Transfer of electrons to oxygen is highly exergonic
What is a prosthetic group?
non-protein component of a protein that is permanetly attached
What happens at complex 1?
- NADH binds to Flavin Mononucleotide and donates 2x electrons forming FMNH2
- FMN is a prosthetic group for complex 1
- FMN passes electrons to iron sulfur clusters within complex 1
- 2x electrons are passes to coenzyme Q to form QH2
4 H+ are pumped across the inner membrane and NAD+ is regenerated
What are iron sulphur clusters?
prosthetic groups in iron-sulfur proteins
play important role in redox reactions
they accept electrons without accepting or releasing protons
What happens at complex 2?
- succinate dehydrogenase catalyses step 6 of TCA cycle
- FADH2 remains coupled to succinate dehydrogenase and transfers electrons to Fe-S clusters
- Electrons are ultimately passed to Q along with 2 H+ to form QH2
insufficient energy is released to achieve proton pumping across the membrane
What are cytochromes?
electron transferring proteins containing heme prosthetic groups
What happens at complex 3?
- QH2 passes its 2x electrons into complex 3
- cytochrome C can only carry 1 electron
- The Q cycle enables effective transfer of electrons at complex 3
- When QH2 transfers its electrons, its H+ also gets released into the intermediate space
per Q cycle 4 H+ are released to the intermembrane space
What happens at complex 4?
2 water molecules form
4 H+ are pumped across membrane
What is the electrochemical proton gradient?

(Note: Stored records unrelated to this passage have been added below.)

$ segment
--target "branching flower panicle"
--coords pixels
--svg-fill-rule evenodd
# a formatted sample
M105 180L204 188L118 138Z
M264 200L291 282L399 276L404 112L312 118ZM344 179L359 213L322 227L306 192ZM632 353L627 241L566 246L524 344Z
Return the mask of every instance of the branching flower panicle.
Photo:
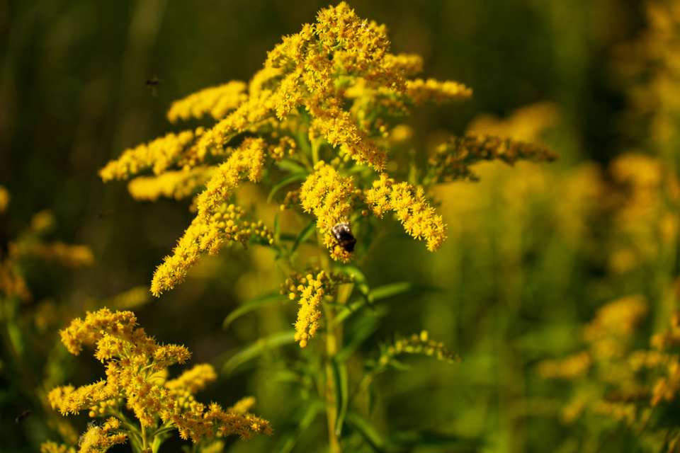
M103 427L89 427L81 438L81 449L84 442L91 445L91 451L105 451L106 442L120 443L126 436L140 440L135 437L138 432L120 428L123 403L142 427L174 426L182 438L194 442L215 435L235 434L246 439L256 433L271 433L267 422L250 413L225 411L215 403L206 408L196 401L193 394L216 378L211 365L197 365L166 381L167 367L186 361L188 350L157 343L137 327L130 311L102 309L88 313L84 320L74 320L61 336L69 351L76 355L84 345L96 344L94 355L106 365L106 380L77 389L62 386L49 394L52 407L63 415L86 409L93 417L113 415ZM142 440L146 444L148 440Z
M337 243L330 230L351 214L354 184L351 178L341 176L323 161L314 168L300 188L300 205L305 212L317 218L317 226L324 231L324 243L331 251L331 257L347 262L350 253Z
M248 98L245 83L234 80L220 86L207 88L186 98L172 103L168 110L168 120L202 118L209 113L215 120L221 120Z
M249 221L242 207L223 204L212 211L207 221L200 217L193 219L177 241L173 255L165 257L163 263L156 268L151 283L154 296L182 282L201 253L215 255L225 242L241 242L245 246L251 237L264 243L273 241L264 223L261 220Z
M382 217L386 211L394 211L407 233L427 241L429 251L436 251L446 239L446 225L426 200L422 188L406 182L395 183L382 173L364 196L374 215Z
M281 285L281 294L288 294L290 300L298 299L300 309L295 322L295 340L305 348L319 329L321 311L319 306L324 296L332 296L335 287L353 281L352 277L322 270L315 275L302 275L293 273Z
M552 161L557 155L543 145L493 135L467 134L452 137L437 147L430 159L431 183L478 179L470 166L481 161L499 159L510 165L518 160Z

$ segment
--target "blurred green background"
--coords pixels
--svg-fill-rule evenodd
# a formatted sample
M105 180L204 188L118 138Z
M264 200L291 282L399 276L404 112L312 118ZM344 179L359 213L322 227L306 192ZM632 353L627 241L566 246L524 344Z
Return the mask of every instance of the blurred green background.
M631 101L635 87L653 82L659 69L626 50L650 27L647 3L350 2L360 17L387 24L393 52L423 56L424 76L455 80L474 90L470 102L424 107L409 118L417 151L431 150L433 137L443 130L463 133L480 114L508 117L521 107L548 101L555 119L534 136L561 156L540 170L531 164L489 167L480 171L481 183L440 190L440 210L450 226L445 247L431 254L421 243L395 234L368 260L364 270L372 285L407 280L444 291L390 302L363 352L377 355L378 343L395 333L427 329L465 360L448 365L414 357L410 371L382 376L378 428L385 435L424 430L460 439L457 445L417 450L422 452L619 452L626 435L633 435L598 434L599 441L588 443L587 430L557 416L555 401L569 388L540 380L535 365L578 350L579 326L618 297L642 294L649 300L652 316L643 338L652 327L667 325L663 301L676 273L677 240L674 234L662 238L657 227L665 213L676 212L676 199L664 188L667 178L659 177L650 196L667 202L649 215L633 216L644 231L629 234L624 221L616 223L616 212L639 185L630 183L635 176L626 179L607 169L631 151L652 157L652 173L660 168L673 174L676 168L672 145L678 142L659 146L650 126L662 110ZM125 148L178 130L165 119L173 101L229 80L247 81L283 35L314 21L326 6L283 0L0 0L0 185L11 195L0 217L2 252L34 213L49 209L57 218L53 237L90 246L96 259L88 269L29 276L33 300L22 310L30 313L49 298L82 316L116 294L149 285L191 222L189 202L135 202L125 184L105 185L97 171ZM637 62L626 64L629 57ZM146 86L154 76L161 81L157 96ZM670 80L672 88L677 84L672 73ZM680 110L664 112L676 118ZM507 127L508 133L514 130ZM642 168L633 168L633 174ZM463 184L475 188L459 187ZM395 224L391 228L398 233ZM636 255L639 259L623 272L613 268L608 257L621 244L637 251L636 244L647 243L654 253L645 259ZM226 249L183 285L135 309L140 323L159 341L186 345L193 362L219 365L239 345L294 319L294 307L285 306L222 329L223 319L239 303L278 290L285 276L271 260L256 247ZM205 275L212 278L200 278ZM222 376L200 398L226 406L255 394L255 412L270 420L275 432L285 432L288 387L268 382L267 364L297 353L273 351L266 360ZM74 384L92 382L102 372L87 354L60 360L68 370L64 379ZM11 363L4 361L0 437L7 447L2 450L35 451L48 432L39 411L15 424L27 406L25 395L13 391L16 378ZM532 413L533 398L552 401L545 406L552 409ZM84 429L86 423L83 418ZM319 432L303 434L294 451L324 451L318 443L323 425L316 428ZM276 443L276 436L256 439L233 445L232 451L270 451ZM169 444L168 451L179 445Z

Termed the proton motive force
What is ATP synthase?
- rotation of ATP synthase (F0) does not drive ATP synthesis
- Instead it enables ATP release
L (loose conformation)
binds ADP + Pi
T (tight conformation)
ATP is synthesised here
O (open conformation)
will readily release ATP
Explain why NADH is well suited to transferring electrons?
NADH has a very low redox potential whereas oxygen has a much higher one making NADH more prone to giving up its electrons and oxygen more prone to accepting them
Summarise the function of complexes 1 and 2
to transfer electrons from NADH or FADH2 to coenzyme Q and pumps protons from the matrix to the intermediate space using the nergy released through electron transfer
What is the purpose of the Q cycle?
to solve the problem of passing 2 electrons to cytosome C which can only carry 1
How many molecules of cytochrome C are required to generate water at complex 4 under physiological conditions? why?
4 molecules of cytochrome C are required. when oxygen accepts the first 2 electrons it forms a free radical. 2 more molecules of cytochrome C (2 electrons) are required along with 4 H+ to from 2H20
Describe what is meant by the term proton motive force
the electrochemical gradient that is generated through proton pumping in the respiratory chain, which can then be used to generate ATP
What is the interaction between the proton motive force and ATP generstion by ATP synthase?
the protons in the intermediate space which contribute to the proton motive force, return to the matrix along their concentration gradient through ATP synthase. The protons cause the c-subunits in the F0 portion of the enzyme to rotate, which in turn causes the y-unit to rotate. but the alpha and beta subunits of the F1 portion remain fixed and as such their conformation is altered with each rotation. Beta subunits are the ATP synthesis centre of ATP synthase and their altered conformation drives ATP synthesis and release.